Until about 140 million years ago, dinosaurs had been munching their way through a uniformly green plant world. What happened then is one of evolution's greatest success stories, heralding a new kind of ecological relationship that would transform the planet: The first flowers appeared, competing for the attention of animals to visit them and distribute their pollen to other flowers to ensure the plant's propagation.

The myriad of ways in which flowers attract pollinators have been studied since the beginning of biology, and few ecological relationships between organisms are as well understood as those between plants and their pollinators.

Despite decades of research, a team led by Martin von Arx, a postdoctoral fellow in the lab of Goggy Davidowitz in the University of Arizona department of entomology, now has discovered a previously unknown sensory channel that is used in plant-animal interactions.

The white-lined sphinx (Hyles lineata), the most common species of hawkmoth in North America, can detect minuscule differences in humidity when hovering near a flower that tells it if there is enough nectar inside to warrant a visit. 

The findings constitute the first documented case of a pollinator using humidity as a direct cue in its foraging behavior and are published in the journal Proceedings of the National Academy of Sciences.

The study, "Floral humidity as a reliable sensory cue for profitability assessment by nectar-foraging hawkmoths," is co-authored by Davidowitz and Joaquín Goyret and Robert Raguso at the department of neurobiology and behavior at Cornell University in Ithaca, New York, where the work was carried out.

"Traditionally, most research on plant-pollinator interactions has focused on static cues like floral scent, color or shape," von Arx said. "All this time, evaporation from nectar was right under our noses, but few people ever looked. We were able to show that the insects actually perceive this cue, and it allows them to directly assess the reward that they might get from the flower."

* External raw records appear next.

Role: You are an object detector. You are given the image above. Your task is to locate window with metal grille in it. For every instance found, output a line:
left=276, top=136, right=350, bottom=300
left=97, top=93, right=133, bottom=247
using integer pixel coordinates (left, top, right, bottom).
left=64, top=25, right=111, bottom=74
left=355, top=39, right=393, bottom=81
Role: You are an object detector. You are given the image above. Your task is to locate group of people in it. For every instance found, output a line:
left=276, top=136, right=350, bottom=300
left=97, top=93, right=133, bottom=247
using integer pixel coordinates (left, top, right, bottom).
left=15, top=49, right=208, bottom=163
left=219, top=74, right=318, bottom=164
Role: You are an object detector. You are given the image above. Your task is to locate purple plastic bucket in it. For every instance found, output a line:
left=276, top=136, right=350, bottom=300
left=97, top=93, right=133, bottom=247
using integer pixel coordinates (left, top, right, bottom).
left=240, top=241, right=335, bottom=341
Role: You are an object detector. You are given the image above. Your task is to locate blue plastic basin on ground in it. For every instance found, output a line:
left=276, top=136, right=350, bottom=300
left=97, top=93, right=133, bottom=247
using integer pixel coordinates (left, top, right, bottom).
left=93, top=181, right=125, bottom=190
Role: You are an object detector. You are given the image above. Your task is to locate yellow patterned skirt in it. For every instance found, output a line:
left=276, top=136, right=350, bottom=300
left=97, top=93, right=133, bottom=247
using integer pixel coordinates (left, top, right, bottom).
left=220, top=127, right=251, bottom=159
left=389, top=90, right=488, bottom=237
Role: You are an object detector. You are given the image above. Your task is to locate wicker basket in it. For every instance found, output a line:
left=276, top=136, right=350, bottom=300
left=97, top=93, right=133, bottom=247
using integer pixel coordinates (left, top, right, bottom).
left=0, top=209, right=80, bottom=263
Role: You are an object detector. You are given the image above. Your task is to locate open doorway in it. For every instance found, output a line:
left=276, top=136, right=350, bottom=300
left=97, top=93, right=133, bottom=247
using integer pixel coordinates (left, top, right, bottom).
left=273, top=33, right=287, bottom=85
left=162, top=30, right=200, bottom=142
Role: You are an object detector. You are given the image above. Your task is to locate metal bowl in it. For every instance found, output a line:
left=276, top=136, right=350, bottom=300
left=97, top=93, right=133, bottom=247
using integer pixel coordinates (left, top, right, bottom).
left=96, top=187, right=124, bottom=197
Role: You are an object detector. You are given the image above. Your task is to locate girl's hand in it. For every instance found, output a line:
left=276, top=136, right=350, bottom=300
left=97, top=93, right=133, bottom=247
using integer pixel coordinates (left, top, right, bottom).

Unlike previously recognized cues used by pollinators such as flower size, shape or color, which don't necessarily reveal anything about the actual nectar levels waiting inside, the humidity evaporating from the flower's nectar provides an "honest" signal to a potential visitor. Scent, for example, is independent of nectar, which is odorless in most plants, whereas the fragrance usually is produced by the petals.

"We were always intrigued by this question," von Arx said. "Given that the known cues like flower shape and color are independent of the abundance of nectar, we were wondering if there is some other cue the insects might use. You would expect natural selection to favor an ability to sense a cue that is directly linked to the nectar reward."

To a hawkmoth setting out at dusk to search for nectar-bearing flowers of one of its favorite plants, the tufted evening primrose (Oenothera cespitosa), being able to quickly tell whether a flower is worth visiting, can make the difference between life and death.

Hovering in front of a flower while probing it with its long proboscis – the moth's "tongue" – is one of the most energetically costly modes of flight, von Arx explained. And once the insect plunges its head deep inside to reach all of the nectar, it is very vulnerable to predators such as bats.

"The metabolic cost of hovering in hawkmoths is more than 100 times that of a moth at rest," said Davidowitz. "This is the most costly mode of locomotion ever measured. An individual hawkmoth may spend 5-10 seconds evaluating whether a flower has nectar, multiply that by hundreds of flowers visited a night, and the moth is expending a huge amount of energy searching for nectar that may not be there. The energy saved by avoiding such behavior can go into making more eggs. For a moth that lives only about a week, that is a very big deal."